Obama hits record number of deportations. NYT: “The Obama administration carried out 438,421 deportations in 2013, a record number, bringing the total for President Obama to well over 2 million during his time in office … The figures show a continuing and pronounced shift away from removals of immigrants living in the interior of the country, toward a focus on swift expulsion of those caught crossing the border illegally … 198,394 foreigners who had been convicted of crimes [were removed], about 45 percent of total deportations, and a slightly lower number than criminals removed in 2012. As recent border crossers have become a greater share of the total, those with serious criminal records in the United States have gone down.”

Latino activists sticking with Democrats. Politico: “Latino groups, unions and civil rights organizations are focused on registering voters, raising money to help elect more Hispanics to Congress and highlighting ballot initiatives in states like Oregon that would hinder access to driver’s licenses. They also have plans to launch direct mail and radio and TV ads as Election Day nears … Latino leaders believe that electing more Republicans to Congress weakens the chances of any immigration reform legislation passing and that picking a fight with Obama — their most powerful ally — could backfire.”

Obama to address Congressional Hispanic Caucus event tonight. Reuters: “[He] will reiterate his ongoing commitment to immigration reform, according to a White House official … Obama also will say he intends to fix as much of the U.S. immigration system as he can by using his presidential powers.”

Breakfast Sides

Federal bankruptcy judge in California delivers blow to public pensions. NYT: “…the decision, by Judge Christopher M. Klein of the Eastern District of California, dealt a blow to California’s giant state-led pension system, known as Calpers, which has been leading efforts to preserve defined-benefit pensions nationwide. It echoed a decision made last year by Detroit’s bankruptcy judge, but went even further … Calpers had argued that if Stockton stopped making payments and dropped out of the state pension system, the lien would let it claim $1.6 billion of its assets. But Judge Klein said those statutory powers were suspended once a California city received federal bankruptcy protection.”

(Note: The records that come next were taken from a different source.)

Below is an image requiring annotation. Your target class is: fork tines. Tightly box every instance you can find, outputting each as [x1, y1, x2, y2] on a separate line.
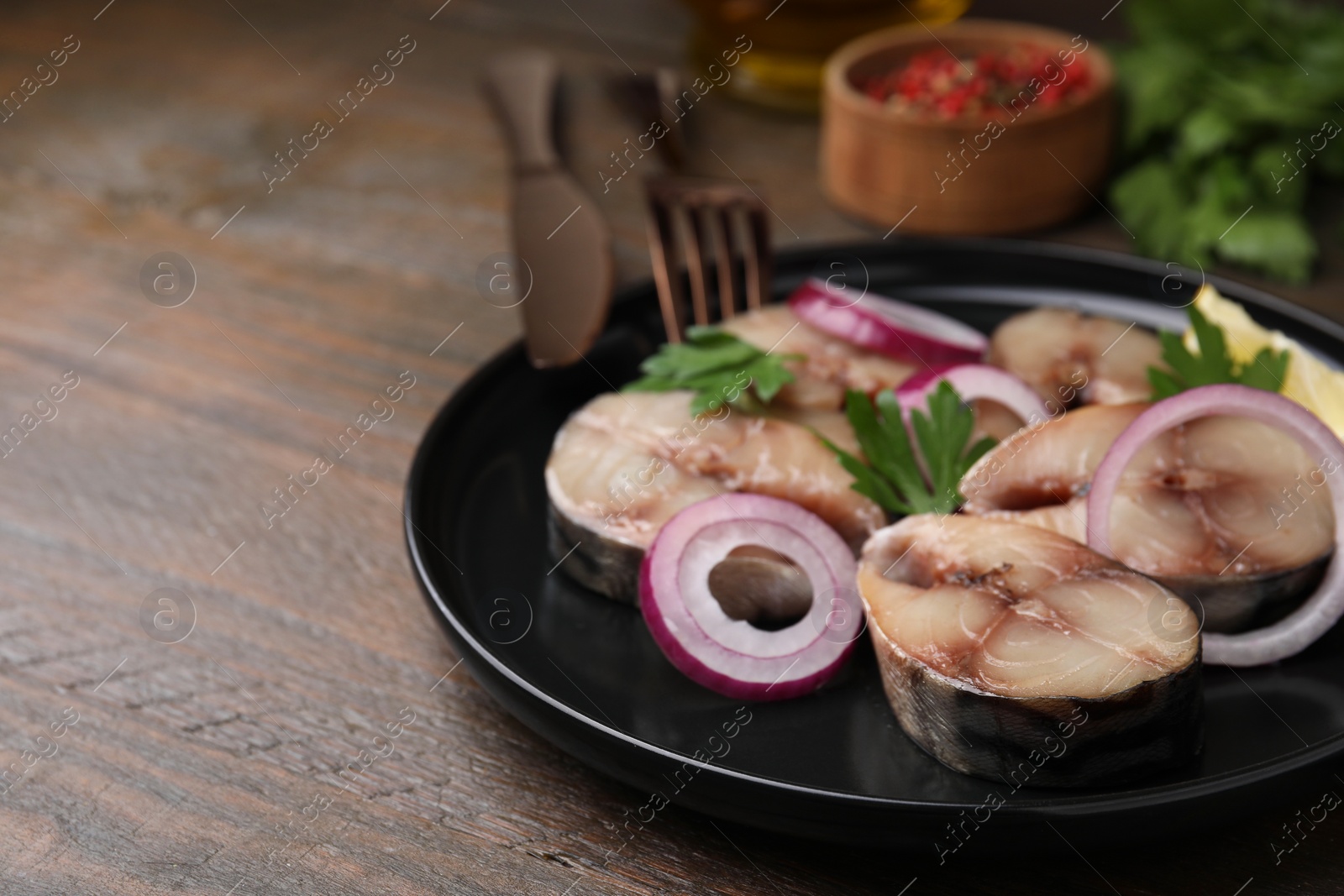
[645, 177, 770, 343]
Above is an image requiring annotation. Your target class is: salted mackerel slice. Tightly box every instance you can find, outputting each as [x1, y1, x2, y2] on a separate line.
[546, 391, 885, 603]
[958, 403, 1335, 632]
[858, 515, 1205, 789]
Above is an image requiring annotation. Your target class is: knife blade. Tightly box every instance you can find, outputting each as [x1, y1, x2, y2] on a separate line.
[486, 50, 613, 367]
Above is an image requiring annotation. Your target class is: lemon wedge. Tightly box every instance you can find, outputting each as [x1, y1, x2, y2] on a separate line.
[1184, 284, 1344, 439]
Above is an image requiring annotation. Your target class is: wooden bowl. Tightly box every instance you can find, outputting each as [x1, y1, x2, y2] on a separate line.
[822, 18, 1116, 235]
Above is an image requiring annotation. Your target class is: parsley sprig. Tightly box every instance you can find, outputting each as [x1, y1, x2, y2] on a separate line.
[822, 380, 995, 515]
[1147, 305, 1288, 401]
[625, 327, 804, 414]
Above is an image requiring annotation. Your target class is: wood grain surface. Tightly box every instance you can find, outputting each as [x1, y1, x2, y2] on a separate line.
[0, 0, 1344, 896]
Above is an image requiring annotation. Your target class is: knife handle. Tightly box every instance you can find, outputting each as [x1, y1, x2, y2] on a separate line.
[486, 50, 559, 172]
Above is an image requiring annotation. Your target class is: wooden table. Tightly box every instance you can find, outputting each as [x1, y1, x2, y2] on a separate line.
[0, 0, 1344, 896]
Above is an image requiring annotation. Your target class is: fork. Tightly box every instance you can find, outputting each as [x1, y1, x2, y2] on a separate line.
[645, 176, 771, 343]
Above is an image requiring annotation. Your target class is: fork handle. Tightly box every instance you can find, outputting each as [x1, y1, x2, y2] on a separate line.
[486, 50, 559, 173]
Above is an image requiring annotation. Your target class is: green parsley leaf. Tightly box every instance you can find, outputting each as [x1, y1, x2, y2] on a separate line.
[625, 327, 804, 415]
[822, 380, 995, 516]
[1147, 305, 1288, 401]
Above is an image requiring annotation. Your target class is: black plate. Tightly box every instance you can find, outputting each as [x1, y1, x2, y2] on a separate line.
[406, 240, 1344, 849]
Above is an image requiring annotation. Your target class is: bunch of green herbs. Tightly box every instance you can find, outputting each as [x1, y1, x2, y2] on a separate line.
[1110, 0, 1344, 282]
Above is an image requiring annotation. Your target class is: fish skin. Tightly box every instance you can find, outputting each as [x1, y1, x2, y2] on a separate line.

Names emerge as possible AG successors to Holder. W. Post: “…we’re hearing that the fourth-ranking official in the Justice Department, Solicitor General Don Verrilli, appears to top the list … Tony West, who just left the department’s No. 3 post, associate attorney general, had been high on the list, but his new job as general counsel at PepsiCo could be an obstacle. Labor Secretary Tom Perez, who was assistant AG for civil rights until he moved to Labor last year, is also on the list, but he could spark a major battle in the Senate … [It] could be Loretta Lynch, the current and former (1999-2001) U.S. attorney for the Eastern District of New York. Or … former White House counsel Kathy Ruemmler, who’s highly regarded by Obama but left in May for an uber law firm job.”